By Anabel Cooper – Blogger,
Machines and Humans Team up for Cyber Security
When it comes to computing high volumes of mathematical calculations, there’s no way a human can compete with a computer. In terms of both quantity and quality of accurate data processing, machines have humans licked. The role they play in our daily lives is becoming more and more voluble by the day, as we look forward to a tomorrow populated by connected cars, voice activation and facial recognition software. However, there’s no way machines are ever going to be able to replace humans when it comes to performing certain roles. Computers themselves are one such area where human guidance is still crucial when it comes to directing their applications and pointing them in the right direction of relevant data. And, of course, the human brain itself fires more calculations in a second than the most powerful computer ever could. Nonetheless, in the field of cyber security, combining the two will be essential to the future of digital security.

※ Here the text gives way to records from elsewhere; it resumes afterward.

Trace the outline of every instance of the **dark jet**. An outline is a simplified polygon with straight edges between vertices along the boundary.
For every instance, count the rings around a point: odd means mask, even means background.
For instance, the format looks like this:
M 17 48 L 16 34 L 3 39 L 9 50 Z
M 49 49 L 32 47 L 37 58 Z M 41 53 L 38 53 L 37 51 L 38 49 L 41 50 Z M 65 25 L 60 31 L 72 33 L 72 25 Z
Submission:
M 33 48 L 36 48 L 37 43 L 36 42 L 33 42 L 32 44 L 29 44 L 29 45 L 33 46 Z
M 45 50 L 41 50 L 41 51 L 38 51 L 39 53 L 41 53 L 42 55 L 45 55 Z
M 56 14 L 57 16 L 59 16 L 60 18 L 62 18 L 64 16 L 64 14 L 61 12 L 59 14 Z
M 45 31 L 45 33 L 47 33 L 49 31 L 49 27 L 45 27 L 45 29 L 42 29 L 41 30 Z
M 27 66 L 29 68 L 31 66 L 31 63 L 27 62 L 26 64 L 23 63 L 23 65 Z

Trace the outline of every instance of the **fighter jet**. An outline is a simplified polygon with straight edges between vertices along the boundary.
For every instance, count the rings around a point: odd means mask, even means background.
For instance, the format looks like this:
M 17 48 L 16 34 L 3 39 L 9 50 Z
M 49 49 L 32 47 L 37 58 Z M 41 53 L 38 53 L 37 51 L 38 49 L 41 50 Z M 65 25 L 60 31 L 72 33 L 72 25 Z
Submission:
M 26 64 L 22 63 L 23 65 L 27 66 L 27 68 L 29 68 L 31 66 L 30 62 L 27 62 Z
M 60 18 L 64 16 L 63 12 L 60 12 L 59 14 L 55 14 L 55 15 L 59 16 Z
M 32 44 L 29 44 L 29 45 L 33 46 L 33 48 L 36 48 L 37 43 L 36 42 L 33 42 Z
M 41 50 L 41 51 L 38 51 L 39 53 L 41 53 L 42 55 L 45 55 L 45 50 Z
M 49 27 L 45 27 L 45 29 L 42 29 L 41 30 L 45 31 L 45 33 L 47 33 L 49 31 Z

Machine learning is a subsidiary field of artificial intelligence that aims to provide machines with sufficient data for them to learn new processes themselves and develop response functions under their own initiative. Today, machine learning predominantly manifests itself in developing prediction models to help with forecasting. Its applications within cyber security are even more tantalising. Cyber security staff are forever engaged in a constant battle with criminals targeting governments, individuals and companies for financial or political gain. If it takes a cyber security analyst an average of, say, fifteen minutes to investigate and resolve a single security alert that means that an individual can only handle around thirty alerts a day.
New Threats Emerge
That simply doesn’t constitute enough of a defense to deal with the hundreds of thousands of security threats that the biggest financial institutions have to deal with on a daily basis. Across every industry, a workforce shortage is emerging as companies struggle to staff themselves with sufficient numbers of cyber security personnel from a labour pool that is struggling to supply companies with the cyber security human resources that are crucial to navigating the world of modern cyber crime. Criminals online are only too aware of this emerging vulnerability and are becoming emboldened by what they perceive to be the dawn of a new golden age for cyber crime. One of the problems is that many weapons in the cyber criminal’s arsenal are incredibly virulent, able to replicate themselves from device to device, while each of their incursions has to be resolved on an individual basis.
A New Line of Defense
To that end, the cyber security industry is looking ever more closely at the possible applications of machine learning in helping to combat the myriad threats lurking online. The automations of scoping, advanced classification and prioritisation of security events, collectively known as Analytics 3.0, is helping an ever increasing number of CSOs get the most out of security and human resources working in tandem to respond to data with enhanced accuracy and better response times. It’s helping IT staff find and analyse vulnerabilities and collate the relevant data so that it’s ready and waiting when the time comes to act on it effectively.
Best of Both Worlds
The concept of machine learning is decades-old, but now computers exist with the processing power necessary to implement learning algorithms on a wide scale. When properly implemented, the result is that calculations delivered by machine learning can power endpoint security processes like remediation and cleanup before malware has even had a chance to execute. Working together, human-machine teams can tighten endpoint security without detriment to the user experience or a big increase in resource expenditure. Big business have been the fastest to implement machine automation within their cyber security assets, albeit with the knowledge that human agency is needed at every stage to help guide these systems in the right direction. There are burgeoning developments in this field on the horizon, as machine learning processes could eventually be applied to automate the detection and analysis of new and emerging forms of cyber attacks.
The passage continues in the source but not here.